Şimdiye kadar yabancı hocaların çoğuna ülkemize gelirlerken paramızı, sevgimizi ve ümidimizi verdik. Ama onlar giderken yine paramızı ve hayallerimizi alıp götürdüler. Umarım Hiddink de bunlardan olmaz.
BİZ onlara hak ettikleri, istedikleri saygı, para ve krediyi verirken, onlar neden bize aynı saygı ve devamında başarıyı veremiyor? Bunu son milli maçlardan da hayal kırıklığı ile ayrılmamız sonucunda diğer yabancı hocalarla birlikte Hiddink’e sormak istiyorum.

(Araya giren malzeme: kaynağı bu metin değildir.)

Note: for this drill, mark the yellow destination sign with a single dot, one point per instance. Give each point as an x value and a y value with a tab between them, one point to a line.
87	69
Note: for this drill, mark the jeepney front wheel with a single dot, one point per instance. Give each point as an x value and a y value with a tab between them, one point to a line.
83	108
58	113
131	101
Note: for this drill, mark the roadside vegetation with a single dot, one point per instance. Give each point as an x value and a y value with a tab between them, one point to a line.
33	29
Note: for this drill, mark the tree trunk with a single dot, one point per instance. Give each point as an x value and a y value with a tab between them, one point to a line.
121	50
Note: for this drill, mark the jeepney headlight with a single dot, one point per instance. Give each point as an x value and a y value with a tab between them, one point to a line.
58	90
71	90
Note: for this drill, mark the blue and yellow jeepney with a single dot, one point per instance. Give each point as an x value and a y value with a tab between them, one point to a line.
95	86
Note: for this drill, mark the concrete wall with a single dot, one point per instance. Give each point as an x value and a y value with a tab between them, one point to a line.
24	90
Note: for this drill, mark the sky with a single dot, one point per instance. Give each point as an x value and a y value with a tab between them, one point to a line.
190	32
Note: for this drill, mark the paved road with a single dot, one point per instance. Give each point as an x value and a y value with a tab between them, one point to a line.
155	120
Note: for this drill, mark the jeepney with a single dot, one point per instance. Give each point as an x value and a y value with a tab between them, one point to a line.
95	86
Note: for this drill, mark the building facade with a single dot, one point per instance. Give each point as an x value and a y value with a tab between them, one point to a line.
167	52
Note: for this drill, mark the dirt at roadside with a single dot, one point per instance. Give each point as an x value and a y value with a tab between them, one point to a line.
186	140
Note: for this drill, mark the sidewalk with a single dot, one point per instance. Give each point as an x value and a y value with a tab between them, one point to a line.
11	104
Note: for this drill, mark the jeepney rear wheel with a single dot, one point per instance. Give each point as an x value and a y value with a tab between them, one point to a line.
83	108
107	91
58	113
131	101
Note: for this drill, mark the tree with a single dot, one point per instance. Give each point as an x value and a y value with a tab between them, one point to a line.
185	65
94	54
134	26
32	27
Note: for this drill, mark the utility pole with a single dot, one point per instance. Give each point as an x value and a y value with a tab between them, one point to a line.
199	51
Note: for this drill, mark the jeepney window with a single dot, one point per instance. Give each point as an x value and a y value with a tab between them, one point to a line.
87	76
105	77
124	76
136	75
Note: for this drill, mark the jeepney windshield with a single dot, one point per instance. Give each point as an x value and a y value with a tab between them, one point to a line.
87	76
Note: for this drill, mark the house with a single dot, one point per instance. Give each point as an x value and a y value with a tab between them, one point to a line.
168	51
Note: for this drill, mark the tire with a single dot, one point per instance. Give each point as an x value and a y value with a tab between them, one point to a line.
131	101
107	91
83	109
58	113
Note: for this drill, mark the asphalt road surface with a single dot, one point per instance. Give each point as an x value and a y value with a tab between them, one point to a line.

Mesele Almanya’ya yenilmek değil, mesele Almanya’ya farklı yenilmek de değil. Sorun yabancı hocaların ve Hiddink’in de beklenilen yerine beklenilmeyeni vermesi.
Hiddink ve diğer yabancı hocalar tabii ki sihirbaz değil. Ama bu kadar taviz alabilmelerinin sebebi olan edindikleri tecrübe, kariyer ve bilgi nihayetinde bunları aktarmadıklarını görmek sorunun başlangıcı. Biz Hiddink’ten bir oyun karakteri vermesi, tecrübesini aktarması, yani işini ciddi yaptığını göstermesini istiyoruz. Biz maçları seyretmeyen, şaşırtıcı oyuncu seçimleri yapan ve hayal kırıklığına uğratan oyun oynatan bir Hiddink görmek istemiyoruz.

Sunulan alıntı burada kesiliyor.